Lemon is the key to achieving brightness and balance in this version, where slightly sweetened shortcake is laced with fragrant lemon zest and fresh strawberries are slicked with a generous splash of lemon juice along with the usual sugar. The addition of poppyseeds provides an extra dimension of flavor and texture, but the end result is equally alluring without them.
Course Dessert
Keyword classic, easy, quick
Prep Time 15 minutes
Cook Time 15 minutes
Total Time 30 minutes
Servings 8 servings

Ingredients

Shortcakes

  • 2 cups all purpose flour
  • cup baker's sugar
  • 1 tablespoon baking powder
  • ½ teaspoon kosher salt
  • 1 to 2 tablespoons lemon zest
  • 1 tablespoon poppyseeds (optional)
  • 1 cup buttermilk
  • 4 tablespoons unsalted butter melted and mostly cooled

Strawberry Topping

  • 2 pounds fresh strawberries hulled and sliced
  • 2 tablespoons baker's sugar
  • 2 tablespoons fresh lemon juice

Whipped Cream

  • 2 cups heavy whipping cream
  • ¼ cup powdered sugar
  • 1 teaspoon pure vanilla extract

Instructions

Prepare the Shortcakes

  • Heat the oven to 400°F.
  • In a large bowl, whisk together the flour, sugar, baking powder, salt, lemon zest, and poppyseeds (if using).
  • In a medium bowl, whisk the buttermilk and melted butter to blend.
  • Add the wet ingredients to the dry ingredients and stir just until the mixture forms a moist dough.
  • Using a ⅓ measuring cup, roughly form the dough into 8 mounds and arrange them evenly on a baking sheet.
  • Bake for about 15 minutes or until the shortcakes begin to get golden brown around the edges. 

Prepare the Strawberries and Whipped Cream & Assemble the Strawberry Shortcake

  • While the shortcakes are baking, place the sliced strawberries in a large bowl.
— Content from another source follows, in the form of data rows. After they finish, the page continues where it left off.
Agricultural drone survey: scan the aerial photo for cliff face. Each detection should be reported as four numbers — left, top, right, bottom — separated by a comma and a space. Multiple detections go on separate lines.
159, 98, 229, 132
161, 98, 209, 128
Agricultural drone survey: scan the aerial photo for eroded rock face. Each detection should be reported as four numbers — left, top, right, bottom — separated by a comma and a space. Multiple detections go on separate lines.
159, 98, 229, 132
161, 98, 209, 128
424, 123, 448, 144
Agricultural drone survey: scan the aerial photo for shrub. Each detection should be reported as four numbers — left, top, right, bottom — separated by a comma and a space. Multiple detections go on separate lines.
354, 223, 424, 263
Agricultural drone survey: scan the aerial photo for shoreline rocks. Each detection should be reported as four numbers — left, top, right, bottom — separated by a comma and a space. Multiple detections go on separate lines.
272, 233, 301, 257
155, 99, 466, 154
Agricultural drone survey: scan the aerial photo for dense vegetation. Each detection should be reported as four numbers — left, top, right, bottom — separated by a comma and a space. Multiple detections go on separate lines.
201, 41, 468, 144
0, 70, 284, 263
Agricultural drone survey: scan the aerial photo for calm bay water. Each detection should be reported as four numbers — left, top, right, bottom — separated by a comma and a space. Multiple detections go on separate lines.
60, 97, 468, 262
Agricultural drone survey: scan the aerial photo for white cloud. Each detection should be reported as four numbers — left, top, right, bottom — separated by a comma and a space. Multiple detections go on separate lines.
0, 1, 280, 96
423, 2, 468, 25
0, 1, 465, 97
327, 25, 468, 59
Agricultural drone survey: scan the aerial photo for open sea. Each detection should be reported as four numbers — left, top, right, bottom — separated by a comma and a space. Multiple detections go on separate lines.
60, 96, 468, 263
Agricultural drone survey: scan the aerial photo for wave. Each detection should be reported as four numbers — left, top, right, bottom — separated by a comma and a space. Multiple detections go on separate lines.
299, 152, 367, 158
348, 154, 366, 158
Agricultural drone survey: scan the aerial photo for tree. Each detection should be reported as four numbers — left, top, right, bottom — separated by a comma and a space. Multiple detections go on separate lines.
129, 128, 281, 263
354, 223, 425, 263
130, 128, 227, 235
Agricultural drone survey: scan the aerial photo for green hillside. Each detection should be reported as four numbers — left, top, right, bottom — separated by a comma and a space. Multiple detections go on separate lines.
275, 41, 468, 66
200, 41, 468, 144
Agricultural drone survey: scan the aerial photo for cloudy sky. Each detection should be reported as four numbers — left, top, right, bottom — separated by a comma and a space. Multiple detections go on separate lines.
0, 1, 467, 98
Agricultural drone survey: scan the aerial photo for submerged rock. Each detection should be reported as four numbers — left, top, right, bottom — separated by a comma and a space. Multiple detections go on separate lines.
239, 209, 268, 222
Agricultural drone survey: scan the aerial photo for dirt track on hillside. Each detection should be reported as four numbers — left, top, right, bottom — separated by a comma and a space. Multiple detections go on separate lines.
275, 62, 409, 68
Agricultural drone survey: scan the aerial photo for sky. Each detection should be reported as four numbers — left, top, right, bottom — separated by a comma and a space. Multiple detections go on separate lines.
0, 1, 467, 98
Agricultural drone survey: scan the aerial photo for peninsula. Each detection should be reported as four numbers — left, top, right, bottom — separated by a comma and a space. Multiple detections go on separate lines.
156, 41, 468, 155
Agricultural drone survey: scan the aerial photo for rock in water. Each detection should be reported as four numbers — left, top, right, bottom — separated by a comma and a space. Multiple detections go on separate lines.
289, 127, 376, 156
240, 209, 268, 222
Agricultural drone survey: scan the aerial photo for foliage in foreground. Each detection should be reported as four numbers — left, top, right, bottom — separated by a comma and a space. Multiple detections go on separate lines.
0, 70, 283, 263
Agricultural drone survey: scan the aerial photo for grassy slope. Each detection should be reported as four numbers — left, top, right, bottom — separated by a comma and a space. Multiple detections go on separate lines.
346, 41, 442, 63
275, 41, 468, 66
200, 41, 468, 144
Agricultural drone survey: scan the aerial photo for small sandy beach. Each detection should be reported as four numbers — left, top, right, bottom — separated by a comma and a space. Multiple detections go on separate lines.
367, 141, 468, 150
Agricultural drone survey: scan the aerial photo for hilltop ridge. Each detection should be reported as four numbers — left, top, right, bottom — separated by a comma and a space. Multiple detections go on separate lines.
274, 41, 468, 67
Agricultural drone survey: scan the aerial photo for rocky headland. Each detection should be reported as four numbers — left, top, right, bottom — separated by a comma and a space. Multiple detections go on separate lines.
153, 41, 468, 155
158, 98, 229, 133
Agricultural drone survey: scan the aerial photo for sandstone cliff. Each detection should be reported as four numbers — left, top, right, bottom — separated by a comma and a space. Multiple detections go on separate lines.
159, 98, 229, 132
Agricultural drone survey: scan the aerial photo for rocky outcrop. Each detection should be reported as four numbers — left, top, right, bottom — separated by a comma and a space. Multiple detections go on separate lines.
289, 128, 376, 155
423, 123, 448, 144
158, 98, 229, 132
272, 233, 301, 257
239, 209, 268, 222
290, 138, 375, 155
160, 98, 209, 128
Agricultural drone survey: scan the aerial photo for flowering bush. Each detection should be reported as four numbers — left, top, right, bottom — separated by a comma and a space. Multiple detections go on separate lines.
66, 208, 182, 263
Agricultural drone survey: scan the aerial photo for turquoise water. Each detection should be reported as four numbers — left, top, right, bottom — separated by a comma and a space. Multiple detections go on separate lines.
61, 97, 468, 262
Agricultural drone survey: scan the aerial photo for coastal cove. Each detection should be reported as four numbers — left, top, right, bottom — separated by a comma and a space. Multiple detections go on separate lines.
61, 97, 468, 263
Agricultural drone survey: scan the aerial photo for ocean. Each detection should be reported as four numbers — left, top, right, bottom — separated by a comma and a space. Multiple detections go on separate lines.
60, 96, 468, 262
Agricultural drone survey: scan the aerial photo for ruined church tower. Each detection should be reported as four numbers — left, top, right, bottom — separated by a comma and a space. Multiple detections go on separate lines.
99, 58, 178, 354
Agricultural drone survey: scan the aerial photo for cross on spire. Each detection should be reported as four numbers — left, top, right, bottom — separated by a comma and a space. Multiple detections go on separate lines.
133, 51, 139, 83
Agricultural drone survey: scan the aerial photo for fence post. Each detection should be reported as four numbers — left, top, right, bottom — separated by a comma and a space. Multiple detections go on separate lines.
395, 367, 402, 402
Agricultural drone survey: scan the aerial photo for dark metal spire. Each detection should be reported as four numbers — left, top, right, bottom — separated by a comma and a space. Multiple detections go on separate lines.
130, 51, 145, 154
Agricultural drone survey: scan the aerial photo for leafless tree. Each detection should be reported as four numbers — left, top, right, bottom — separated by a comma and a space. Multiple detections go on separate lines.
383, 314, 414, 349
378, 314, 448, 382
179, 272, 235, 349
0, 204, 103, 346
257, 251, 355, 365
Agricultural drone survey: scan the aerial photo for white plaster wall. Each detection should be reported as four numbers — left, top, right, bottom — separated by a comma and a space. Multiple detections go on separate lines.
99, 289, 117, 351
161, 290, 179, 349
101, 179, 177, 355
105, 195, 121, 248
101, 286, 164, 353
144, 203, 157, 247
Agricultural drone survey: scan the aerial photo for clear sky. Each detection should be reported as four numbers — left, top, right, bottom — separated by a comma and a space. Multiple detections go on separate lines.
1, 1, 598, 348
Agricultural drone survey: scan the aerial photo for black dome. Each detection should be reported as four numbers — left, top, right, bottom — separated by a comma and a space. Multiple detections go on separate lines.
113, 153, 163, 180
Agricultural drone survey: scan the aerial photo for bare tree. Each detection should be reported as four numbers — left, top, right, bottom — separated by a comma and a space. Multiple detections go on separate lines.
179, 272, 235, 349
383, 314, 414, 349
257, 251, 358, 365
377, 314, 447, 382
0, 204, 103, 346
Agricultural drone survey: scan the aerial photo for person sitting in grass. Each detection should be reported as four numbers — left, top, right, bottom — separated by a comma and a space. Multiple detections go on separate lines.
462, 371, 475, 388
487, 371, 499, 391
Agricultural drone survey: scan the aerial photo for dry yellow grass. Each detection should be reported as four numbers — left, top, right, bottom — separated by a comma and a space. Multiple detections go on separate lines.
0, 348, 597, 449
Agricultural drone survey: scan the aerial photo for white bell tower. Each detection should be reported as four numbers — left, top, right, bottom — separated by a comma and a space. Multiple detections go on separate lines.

Add the sugar and lemon juice. Stir to combine and then set the strawberries aside to macerate while you prepare the whipped cream. 
  • Place the heavy whipping cream, powdered sugar, and vanilla extract in a medium bowl. Whip until soft peaks form. (Although whipping the cream by hand takes longer, you won't ever end up with over-whipped cream that way.) 
  • To assemble, cut the shortcake in half horizontally. Place the bottom half on a plate and generously spoon over the strawberries and whipped cream. Then place the other half on top. Finally, spoon over a bit more strawberry topping and whipped cream to finish.